TEMPO.CO, Jakarta - Pengamat Meteorologi dan Geofisika Madya dari Badan Meteorologi Klimatologi dan Geofisika (BMKG), Soenardi, mengatakan perubahan cuaca di Indonesia dipengaruhi oleh segudang fenomena iklim. Fenomena ini turut meningkatkan potensi kebencanaan, mulai dari longsor, banjir, angin kencang, kebakaran, hingga gelombang tinggi.
“Kita dihantui dan dibayang-bayangi bencana," ujar Soenardi dalam agenda diskusi bersama Badan Riset dan Inovasi Nasional (BRIN), dikutip dari kanal YouTube resmi BRIN, Senin, 22 Juli 2024.
Sejak bulan ini hingga September nanti, kata Soenardi, sebagian besar wilayah Indonesia memasuki musim kemarau. Iklim yang cenderung kering ini berpotensi memicu cuaca ekstrem, terutama di wilayah utara Indonesia, mulai dari Sumatera, Kalimantan, Jawa bagian utara, hingga Sulawesi. "Kita akan menjumpai cuaca ekstrem di musim kemarau akibat siklon tropis.”
Dia menyebut siklon tropis mendatangkan angin kencang dan gelombang tinggi. Fenomena yang membuat curah hujan meningkat ini jarang terjadi. Periode siklon itu juga mempengaruhi sebaran dampaknya.
Jika menghampiri Indonesia pada Juli-September, dampak siklon tropis akan dirasakan di wilayah utara. Sedangkan jika terjadi pada Desember-Februari, dampaknya muncul di wilayah selatan Indonesia, seperti Sumatera bagian selatan, Jawa, Bali, serta dan kepulauan di Nusa Tenggara.
Merujuk data pada periode 1977-2019, siklon tropis masih sering terjadi di belahan utara Indonesia. Siklon ini memuncak pada Agustus-September. Saat itu curah hujan akan meningkat secara drastis.
Soenardi menyebut cuaca ekstrem pada musim kemarau juga dipengaruhi pula Madden-Julian Oscillation (MJO), sejenis gelombang atau osilasi non seasonal di lapisan troposfer. Fenomena MJO mendatangkan hujan dengan intensitas lebat, sekalipun di wilayah yang sedang kemarau. Dampaknya bisa dirasakan di Jakarta dan sekitar (Jabodetabek), Sumatera, Kalimantan, Maluku, hingga Maluku.

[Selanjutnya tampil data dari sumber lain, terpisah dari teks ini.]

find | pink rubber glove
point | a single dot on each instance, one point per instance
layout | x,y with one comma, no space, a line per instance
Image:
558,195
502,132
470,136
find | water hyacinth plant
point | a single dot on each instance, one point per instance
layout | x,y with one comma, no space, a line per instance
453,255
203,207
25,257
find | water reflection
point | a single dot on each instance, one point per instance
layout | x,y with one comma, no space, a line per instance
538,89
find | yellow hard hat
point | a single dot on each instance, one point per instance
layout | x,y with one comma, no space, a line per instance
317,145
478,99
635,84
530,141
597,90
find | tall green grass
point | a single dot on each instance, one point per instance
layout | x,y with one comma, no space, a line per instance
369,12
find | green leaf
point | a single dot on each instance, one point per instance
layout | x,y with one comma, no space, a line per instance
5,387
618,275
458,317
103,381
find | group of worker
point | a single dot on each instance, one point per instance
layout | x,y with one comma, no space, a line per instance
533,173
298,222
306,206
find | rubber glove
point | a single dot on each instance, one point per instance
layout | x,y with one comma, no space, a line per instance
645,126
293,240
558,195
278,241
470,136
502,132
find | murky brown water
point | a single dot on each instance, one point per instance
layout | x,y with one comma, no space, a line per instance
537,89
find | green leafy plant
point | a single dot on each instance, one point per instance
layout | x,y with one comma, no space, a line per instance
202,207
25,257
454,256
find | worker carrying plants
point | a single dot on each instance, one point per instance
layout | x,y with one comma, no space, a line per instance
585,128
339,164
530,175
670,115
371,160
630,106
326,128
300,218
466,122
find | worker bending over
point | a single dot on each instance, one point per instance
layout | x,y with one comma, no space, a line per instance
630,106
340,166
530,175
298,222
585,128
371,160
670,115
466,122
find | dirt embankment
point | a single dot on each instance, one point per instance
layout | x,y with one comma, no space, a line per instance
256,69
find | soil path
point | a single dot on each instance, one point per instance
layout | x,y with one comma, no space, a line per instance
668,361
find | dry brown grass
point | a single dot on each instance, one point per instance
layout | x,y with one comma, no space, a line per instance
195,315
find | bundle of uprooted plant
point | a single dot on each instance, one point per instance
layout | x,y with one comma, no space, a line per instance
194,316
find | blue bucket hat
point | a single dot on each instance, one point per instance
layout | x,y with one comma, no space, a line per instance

"MJO itu pergerakan siklus hidupnya 22 hari di sekitar ekuator. Dari Afrika hingga benua Amerika dan terus menjalar dari barat ke timur,” tutur dia.
Hujan akibat MJO, Soenardi meneruskan, hanya akan turun selama beberapa hari di Indonesia. Jika terjadi di musim kemarau, dampaknya cenderung dirasakan di wilayah utara Indonesia, atau area yang dekat dengan ekuator.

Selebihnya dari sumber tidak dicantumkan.